House Majority Leader John Boehner emerged after an hour and half behind closed doors with the subcommittee to tell reporters that he stuck by his version of events in his testimony, Viq reports.  Translation: He testified that he told Speaker Dennis Hastert about Foley's inappropriate behavior last spring, and that Hastert responded that the situation had been "taken care of."  Hastert has said that he does not remember that conversation, Viq notes.  Boehner also asserted that the scandal "doesn't appear to be affecting any races" in the midterm elections.

A Catholic clergyman now living on a Mediterranean island has admitted to having a two-year relationship with Foley but continues to insist there was no sexual contact.  A Foley attorney says Foley is not blaming the priest for his inappropriate behavior, but that divulging the information is part of the healing process. 

It may be too late for Foley to file any criminal charges against the priest.  The Miami Herald notes that the statute of limitations may have expired. 

Bloomberg looks at the success being reaped by the partly liberal-funded Citizens for Responsibility and Ethics in Washington, which has "played a role in almost every major Republican scandal this year, including those surrounding [Tom] DeLay, disgraced lobbyist Jack Abramoff and former Representative Mark Foley." 

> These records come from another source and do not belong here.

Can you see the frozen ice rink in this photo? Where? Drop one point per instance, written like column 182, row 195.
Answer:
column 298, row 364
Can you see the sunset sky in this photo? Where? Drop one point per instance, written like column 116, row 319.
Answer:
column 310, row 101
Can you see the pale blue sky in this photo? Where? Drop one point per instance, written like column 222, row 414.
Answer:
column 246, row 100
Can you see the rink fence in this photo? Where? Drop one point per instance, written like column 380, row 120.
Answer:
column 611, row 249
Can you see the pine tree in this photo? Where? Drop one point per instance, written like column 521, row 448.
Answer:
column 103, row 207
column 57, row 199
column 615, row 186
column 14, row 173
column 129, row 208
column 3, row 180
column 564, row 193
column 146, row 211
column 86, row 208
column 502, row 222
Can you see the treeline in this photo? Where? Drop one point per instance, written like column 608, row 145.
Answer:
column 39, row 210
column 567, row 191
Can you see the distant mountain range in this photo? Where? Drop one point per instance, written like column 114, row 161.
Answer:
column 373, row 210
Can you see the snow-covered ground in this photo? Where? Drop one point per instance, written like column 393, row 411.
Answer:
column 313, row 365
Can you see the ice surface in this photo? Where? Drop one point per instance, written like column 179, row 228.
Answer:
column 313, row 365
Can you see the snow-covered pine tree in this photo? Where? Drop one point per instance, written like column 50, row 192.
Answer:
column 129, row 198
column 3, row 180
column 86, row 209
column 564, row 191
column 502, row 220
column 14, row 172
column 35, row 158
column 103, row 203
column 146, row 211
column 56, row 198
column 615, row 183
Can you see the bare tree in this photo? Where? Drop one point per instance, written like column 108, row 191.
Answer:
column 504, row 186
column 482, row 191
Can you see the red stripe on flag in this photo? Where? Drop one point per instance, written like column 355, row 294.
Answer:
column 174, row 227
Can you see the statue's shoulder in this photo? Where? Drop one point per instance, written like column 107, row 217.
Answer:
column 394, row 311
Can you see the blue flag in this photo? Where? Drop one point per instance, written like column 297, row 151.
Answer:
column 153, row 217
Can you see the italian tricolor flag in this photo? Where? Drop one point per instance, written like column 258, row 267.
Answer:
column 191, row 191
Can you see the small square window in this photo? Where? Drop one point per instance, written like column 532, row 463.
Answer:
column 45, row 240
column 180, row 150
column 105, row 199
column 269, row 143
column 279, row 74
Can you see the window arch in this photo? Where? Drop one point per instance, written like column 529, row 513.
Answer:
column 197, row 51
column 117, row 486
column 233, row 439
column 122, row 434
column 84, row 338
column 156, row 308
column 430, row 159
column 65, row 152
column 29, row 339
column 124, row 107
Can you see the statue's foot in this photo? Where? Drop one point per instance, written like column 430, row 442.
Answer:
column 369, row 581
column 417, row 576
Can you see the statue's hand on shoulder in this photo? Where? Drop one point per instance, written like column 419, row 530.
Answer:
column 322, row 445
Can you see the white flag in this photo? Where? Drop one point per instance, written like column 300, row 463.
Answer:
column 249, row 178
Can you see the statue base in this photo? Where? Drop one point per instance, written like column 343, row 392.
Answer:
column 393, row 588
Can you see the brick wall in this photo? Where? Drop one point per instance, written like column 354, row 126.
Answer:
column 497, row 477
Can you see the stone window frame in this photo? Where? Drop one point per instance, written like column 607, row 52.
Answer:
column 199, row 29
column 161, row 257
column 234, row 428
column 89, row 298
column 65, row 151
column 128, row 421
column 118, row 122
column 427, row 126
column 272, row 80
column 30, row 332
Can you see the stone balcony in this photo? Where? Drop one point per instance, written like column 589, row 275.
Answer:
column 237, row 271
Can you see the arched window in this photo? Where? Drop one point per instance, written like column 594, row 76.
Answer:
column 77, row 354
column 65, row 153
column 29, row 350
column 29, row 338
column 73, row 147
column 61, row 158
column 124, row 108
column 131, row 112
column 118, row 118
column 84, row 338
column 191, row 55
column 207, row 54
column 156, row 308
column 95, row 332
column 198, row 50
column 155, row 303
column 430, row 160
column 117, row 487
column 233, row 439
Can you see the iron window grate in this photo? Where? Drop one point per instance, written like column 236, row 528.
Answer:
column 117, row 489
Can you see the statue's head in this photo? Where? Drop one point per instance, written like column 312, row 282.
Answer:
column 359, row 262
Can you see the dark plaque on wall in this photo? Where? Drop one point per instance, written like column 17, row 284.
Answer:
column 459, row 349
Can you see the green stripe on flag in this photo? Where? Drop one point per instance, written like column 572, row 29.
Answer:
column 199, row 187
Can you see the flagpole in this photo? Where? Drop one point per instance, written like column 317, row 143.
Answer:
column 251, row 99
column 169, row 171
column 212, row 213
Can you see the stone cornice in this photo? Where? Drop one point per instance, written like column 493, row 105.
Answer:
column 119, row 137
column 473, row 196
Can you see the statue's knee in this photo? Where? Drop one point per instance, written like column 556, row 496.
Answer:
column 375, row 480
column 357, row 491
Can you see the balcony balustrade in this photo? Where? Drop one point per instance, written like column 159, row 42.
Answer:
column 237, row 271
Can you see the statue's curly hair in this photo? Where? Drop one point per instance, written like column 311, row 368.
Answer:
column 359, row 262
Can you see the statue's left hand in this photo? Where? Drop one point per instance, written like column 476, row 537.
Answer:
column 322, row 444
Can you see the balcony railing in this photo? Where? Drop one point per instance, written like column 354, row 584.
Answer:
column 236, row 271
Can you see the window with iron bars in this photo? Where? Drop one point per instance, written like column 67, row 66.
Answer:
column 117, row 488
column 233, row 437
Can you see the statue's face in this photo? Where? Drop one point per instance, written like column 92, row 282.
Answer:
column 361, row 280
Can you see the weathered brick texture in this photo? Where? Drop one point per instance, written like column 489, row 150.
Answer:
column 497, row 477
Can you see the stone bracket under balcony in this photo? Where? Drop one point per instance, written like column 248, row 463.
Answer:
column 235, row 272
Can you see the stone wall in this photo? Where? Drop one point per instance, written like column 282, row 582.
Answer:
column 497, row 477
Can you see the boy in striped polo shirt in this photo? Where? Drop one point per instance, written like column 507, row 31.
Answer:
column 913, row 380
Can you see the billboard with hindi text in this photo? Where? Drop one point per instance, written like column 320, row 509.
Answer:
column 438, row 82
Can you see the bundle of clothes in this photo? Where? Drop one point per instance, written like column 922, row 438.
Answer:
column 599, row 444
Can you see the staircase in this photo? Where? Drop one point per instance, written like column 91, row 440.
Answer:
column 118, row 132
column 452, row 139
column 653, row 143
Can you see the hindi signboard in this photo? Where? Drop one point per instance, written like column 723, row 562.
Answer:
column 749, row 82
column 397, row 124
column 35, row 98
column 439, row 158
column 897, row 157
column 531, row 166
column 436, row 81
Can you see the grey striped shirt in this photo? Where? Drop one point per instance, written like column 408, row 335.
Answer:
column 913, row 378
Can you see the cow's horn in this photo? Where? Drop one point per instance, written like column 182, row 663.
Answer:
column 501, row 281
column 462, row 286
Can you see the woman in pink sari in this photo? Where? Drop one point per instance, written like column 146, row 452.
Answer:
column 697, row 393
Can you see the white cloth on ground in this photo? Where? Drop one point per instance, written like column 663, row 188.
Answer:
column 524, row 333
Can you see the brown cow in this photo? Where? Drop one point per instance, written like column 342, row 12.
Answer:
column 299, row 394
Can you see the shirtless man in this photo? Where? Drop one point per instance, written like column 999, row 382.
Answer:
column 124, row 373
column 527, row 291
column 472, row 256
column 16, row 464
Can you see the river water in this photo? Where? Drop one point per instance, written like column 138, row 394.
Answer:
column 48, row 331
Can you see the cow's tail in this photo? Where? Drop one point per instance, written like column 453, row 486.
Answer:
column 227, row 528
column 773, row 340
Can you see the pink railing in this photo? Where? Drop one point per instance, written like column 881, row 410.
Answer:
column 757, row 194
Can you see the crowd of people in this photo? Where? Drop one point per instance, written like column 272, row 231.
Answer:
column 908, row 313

In another possible ethics-related speed-bump for Republicans right before the midterm elections, by the end of next week, the public will get it first glimpse of the White House logs showing the official visitors to Cheney's White House office and residence for the past two years.  The Washington Post asked for the logs two years ago.  A federal judge yesterday ordered their release within the next 10 days.  Government attorneys called it "a fishing expedition into the most sensitive details of the vice presidency."